Morte por Covid: o epitáfio do artista
Não conheci Guillermo.
Mas… sim. Seu rosto, presença póstuma em relatos de amigos por todas as redes sociais esta semana, é totalmente familiar.
Seguramente nos cruzamos em algum bar do bairro histórico de Tarragona, no corazón do assentamento romano com o Mediterrâneo de fundo, o mesmo que teria contemplado o imperador Augusto há dois mil anos. Talvez a gente tenha gargalhado juntos.
Coisas daquele canto do mundo, onde as narrativas podem ser tão líquidas.
Guillermo era artista. De Málaga. Era querido. Fazia figuras, esculpia colos e mundos. Foi pintor, escultor, poeta visual, escritor. Criou música sensorial, livros-objeto, cartazes. Inventou o espirocanto cuadrangular “das tetas” de sua “fantasía”, para os poetas aflitos diante da página em branco. Eu o avistei mais de uma vez (lembro? invento?) transitando por uma colossal porta de madeira cravada nos muros milenares ao lado da catedral da cidade, onde tinha um ateliê.
Uma pessoa, vamos, normalita.
Assim o descreveu Maravilla, uma amiga também artista: “criador genial e personagem surrealista, contraditório e peripatético, que passeou seu olhar de peculiar humor por esse ecossistema artístico de Tarragona tão pouco favorável para sua fauna”.
Maravilla é outro complexo encanto. Sempre lembro dela dançando. Ela bailou ao som dos meus concertos entre circos romanos e cachos de primaveras, que cá se conhecem como buganvílias, e eu, eu bailei com Maravilla mais de uma vez, que Maravilla é bailarina de sorriso perene, e sempre que a encontro tenho um prazer enorme em dizer “Maraviiiiiilla!” como se evocasse pássaros do paraíso.

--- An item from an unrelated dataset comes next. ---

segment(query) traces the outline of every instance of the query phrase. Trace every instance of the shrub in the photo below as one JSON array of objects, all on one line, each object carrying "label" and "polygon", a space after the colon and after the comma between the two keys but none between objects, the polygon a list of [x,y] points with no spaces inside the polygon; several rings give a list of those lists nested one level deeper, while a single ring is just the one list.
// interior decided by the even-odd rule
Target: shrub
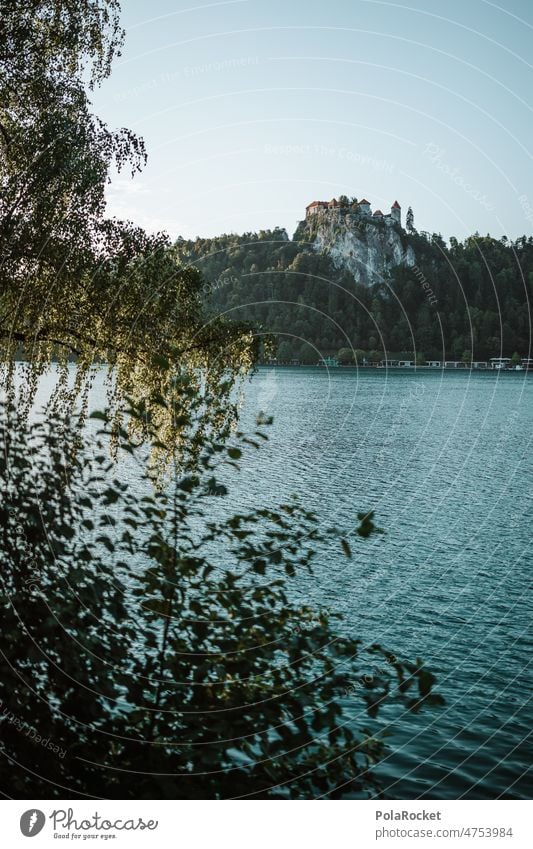
[{"label": "shrub", "polygon": [[[2,790],[378,793],[384,742],[354,709],[375,718],[385,702],[442,700],[422,661],[339,636],[334,613],[291,601],[290,582],[321,545],[351,555],[337,529],[297,500],[213,510],[227,496],[224,470],[259,447],[266,423],[231,444],[196,433],[200,452],[182,448],[170,482],[154,488],[124,430],[120,456],[139,461],[138,479],[116,476],[105,415],[81,453],[68,423],[17,426],[13,415],[0,421]],[[130,415],[150,430],[144,409]],[[194,418],[182,424],[195,429]],[[376,530],[359,514],[354,538]]]}]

Como Guillermo, ela também cria mundos e fábulas com as mãos e o corazón, provavelmente há mais de meio século, ou desde tempos medievais, quem sabe? Que Maravilla tem algo de druídico.
Seu ateliê de cerâmica, cheio de figuras supraterrenas, de dragões e olhos hóricos, numa esquina do “casco antiguo” com vistas pro mar, foi das primeiras belezas que me cativaram quando, oito anos atrás, aterrissei em Tarragona, meu primeiro e amadíssimo lar español.

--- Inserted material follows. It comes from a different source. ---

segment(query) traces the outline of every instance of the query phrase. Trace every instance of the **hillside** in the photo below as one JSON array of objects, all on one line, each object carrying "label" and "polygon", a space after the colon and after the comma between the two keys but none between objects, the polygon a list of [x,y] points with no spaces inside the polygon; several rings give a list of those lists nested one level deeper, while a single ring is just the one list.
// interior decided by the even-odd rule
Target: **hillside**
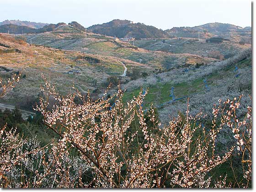
[{"label": "hillside", "polygon": [[37,31],[37,29],[26,26],[20,26],[14,24],[7,24],[0,25],[0,33],[22,34],[23,33],[33,33]]},{"label": "hillside", "polygon": [[74,28],[76,29],[81,30],[82,31],[85,31],[85,28],[76,21],[72,21],[71,23],[69,23],[69,25],[70,26],[72,26]]},{"label": "hillside", "polygon": [[134,37],[141,38],[168,38],[165,31],[153,26],[144,24],[132,23],[128,20],[114,20],[101,25],[95,25],[88,28],[88,31],[107,35],[118,38]]},{"label": "hillside", "polygon": [[208,33],[224,33],[232,31],[248,31],[251,30],[251,27],[245,28],[232,24],[221,23],[211,23],[194,27],[173,27],[171,29],[165,30],[166,32],[194,32],[206,31]]},{"label": "hillside", "polygon": [[25,26],[32,28],[39,29],[49,25],[48,23],[37,23],[36,22],[27,21],[20,20],[5,20],[0,22],[0,25],[8,24],[14,24],[19,26]]},{"label": "hillside", "polygon": [[198,38],[208,39],[214,36],[221,36],[230,41],[240,41],[251,44],[251,27],[243,28],[239,26],[220,23],[208,23],[194,27],[173,27],[165,31],[172,37]]}]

Tarraco para os antigos, cidade mágica de personagens nenúfares. Poderia jurar que brotam das paredes milenares, com inscrições de outros tempos, e que se desmaterializam no lusco-fusco de vielas medievais, dessas com paralelepípedos quase macios de tão pisados, jornada após jornada, século após século.

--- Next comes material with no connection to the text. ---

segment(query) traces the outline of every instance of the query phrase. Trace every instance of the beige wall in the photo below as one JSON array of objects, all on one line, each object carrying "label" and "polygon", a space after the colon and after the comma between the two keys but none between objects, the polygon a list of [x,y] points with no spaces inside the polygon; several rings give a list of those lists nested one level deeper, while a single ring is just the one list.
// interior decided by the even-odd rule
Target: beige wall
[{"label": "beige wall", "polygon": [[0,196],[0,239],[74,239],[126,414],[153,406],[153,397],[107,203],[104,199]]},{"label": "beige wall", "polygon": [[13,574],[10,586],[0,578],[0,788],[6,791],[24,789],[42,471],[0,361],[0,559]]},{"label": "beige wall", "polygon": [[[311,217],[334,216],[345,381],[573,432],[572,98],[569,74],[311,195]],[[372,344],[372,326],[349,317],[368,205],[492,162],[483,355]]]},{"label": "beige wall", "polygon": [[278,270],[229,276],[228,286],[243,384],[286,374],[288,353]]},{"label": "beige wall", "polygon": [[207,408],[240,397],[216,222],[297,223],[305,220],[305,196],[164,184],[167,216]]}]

O que é o coronavírus pra essas ruas, essas casas com ângulos dinâmicos e pórticos irregulares, esse ir-e-vir de sol y luna, imutável-impermanente?
Nada, não interessa. As rochas cinzeladas e tetrificadas através dos tempos –atualmente, caiadas do pantone terracota-bege que faz parte do plano artístico-urbanístico das fachadas históricas da cidade –são impenetráveis aos vírus e aos clamores de tropas, resistem a intempéries, ao desgaste e aos lamentos, perenemente massageadas-ressuscitadas por mãos de humanos, esses serezinhos transitórios que insistem em pensar que são pra-sempre.
Não como Guillermo Marín Mesa, que morreu este último domingo (17) de Covid. No também histórico hospital de Santa Tecla, padroeira da cidade, onde alguma vez eu entrei de urgências por um “àpat” (comida) estragado.
“Viver”, escreveu Maravilla a alguma amiga que apresentou condolências, “é ir amansando as penas que vamos colecionando”.
“Me custa modelar frases nestes momentos”, disse, ao recordar o companheiro de tertúlias y caminhos. “Deixarei o epitáfio que ele tinha já redigido: ´Aqui descansam minhas circunstâncias; yo me voy*”.